Selepas subuh, 27 Januari 2018, Kiai Umar Basri atau dikenal juga sebagai Ceng Emon Santiong, dipukuli perut dan wajahnya, mengakibatkan ulama sepuh pimpinan Ponpes Al Hidayah, Santiong, Cicalengka tersebut mesti dilarikan ke rumah sakit. Dari RS AMC Cileunyi, beliau dirujuk ke RS Al-Islam. Pelaku, yang kemudian diketahui bernama Asep, diyakini ikut berjamaah Salat Subuh. Peristiwa penganiayaan tersebut terjadi selepas jamaah salat meninggalkan masjid, dan lampu masjid dimatikan. Menurut salah seorang saksi mata, saat melakukan penganiayaan tersebut, pelaku berteriak, “Ini mah neraka, yang di sini (bakal masuk) neraka semua!”
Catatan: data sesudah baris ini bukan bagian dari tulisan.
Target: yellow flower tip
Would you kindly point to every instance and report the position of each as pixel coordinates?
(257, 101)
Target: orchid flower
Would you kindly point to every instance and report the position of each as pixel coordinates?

Pelaku ditangkap di Musala Al-Mufathalah, Cicalengka, dua kilometer dari tempat kejadian. Pelaku mengakui perbuatannya, bahkan hasil visum menunjukkan adanya luka memar di tangan pelaku. Atas tindakannya tersebut, pelaku dikenakan Pasal 351 ayat 2 dengan ancaman penjara 5 tahun, dan saat ini sedang menjalani pemeriksaan kejiwaan di RS Sartika Asih. Peristiwa ini —dan beberapa peristiwa lain yang menyusul setelahnya— dalam satu dan lain hal menunjukkan empat masalah kronis umat Islam Indonesia hari ini.
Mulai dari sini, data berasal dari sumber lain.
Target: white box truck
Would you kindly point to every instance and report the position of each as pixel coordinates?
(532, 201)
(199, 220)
Pertama, jika dan hanya jika kesaksian saksi mata ini benar, bahwa pelaku menganggap apa yang dilakukan Kiai Umar Basri sebagai amalan neraka, yang sebangun dengan bid’ah dlalalah, maka kita akan menemukan adanya penguatan sikap ‘rasa diri paling benar’, yang berujung pada sikap judgmental. Padahal, Islam sejak awal adalah agama yang memang ‘tidak didesain untuk satu suara’. Bahwa ikhtilaf (diversitas) pemahaman itu niscaya dan terlegitimasi, terbukti dengan disahkannya ‘Undang-Undang’ Ijtihad oleh Rasulullah sendiri. ‘Undang-Undang’ yang berbunyi: (1) benar berpahala dua, salah berpahala satu; (2) dan bahwa ikhtilaf dalam umat harus disituasikan sebagai rahmat, toleransi karenanya dimestikan; dan bahwa (3) tujuan utamanya adalah membangun maslahah al-ummah, kemaslahatan bersama.
Tetapi, kita tahu bahwa ada sebagian school of thought (mazhab) yang meyakini bahwa pendapatnyalah yang paling sunnah, yang paling Islami, sehingga kita jadi mudah mengkafir-kafirkan orang lain. Pada titik yang ekstrem, sikap ini diekspresikan dalam bentuk kekerasan: persekusi. Sejarah telah mencatat nama Ibnu Muljam sebagai seorang hafiz yang merasa diri benar dan menganggap Ali bin Abi Thalib sebagai, katakanlah, ‘penista agama’, sehingga menantu dan sepupu Nabi itu dibunuh di Masjid selepas subuh. Atau, kelompok Khawarij yang secara sifat dapat dikategorikan sebagai embrio ekstremis muslim hari ini.
Sejarah juga mencatat bagaimana pertumpahan darah yang terjadi di dalam Masjid al-Haram pasca kepergian Nabi juga selalu dilakukan oleh orang yang mengaku sebagai muslim. Yang terbaru terjadi pada 1979. Beberapa kejadian melibatkan kehancuran Ka’bah seperti pada masa konfrontasi Yazid bin Muawiyah dan Ibn Zubair cucu Abu Bakar as-Shiddiq. Beberapa yang lain melibatkan pencurian Hajar Aswad. Di Indonesia, persekusi beberapa kali dilakukan oleh FPI terhadap kelompok minoritas seperti Syiah dan Ahmadiya. Apalagi, yang disebut belakangan difatwakan sebagai menyimpang oleh MUI.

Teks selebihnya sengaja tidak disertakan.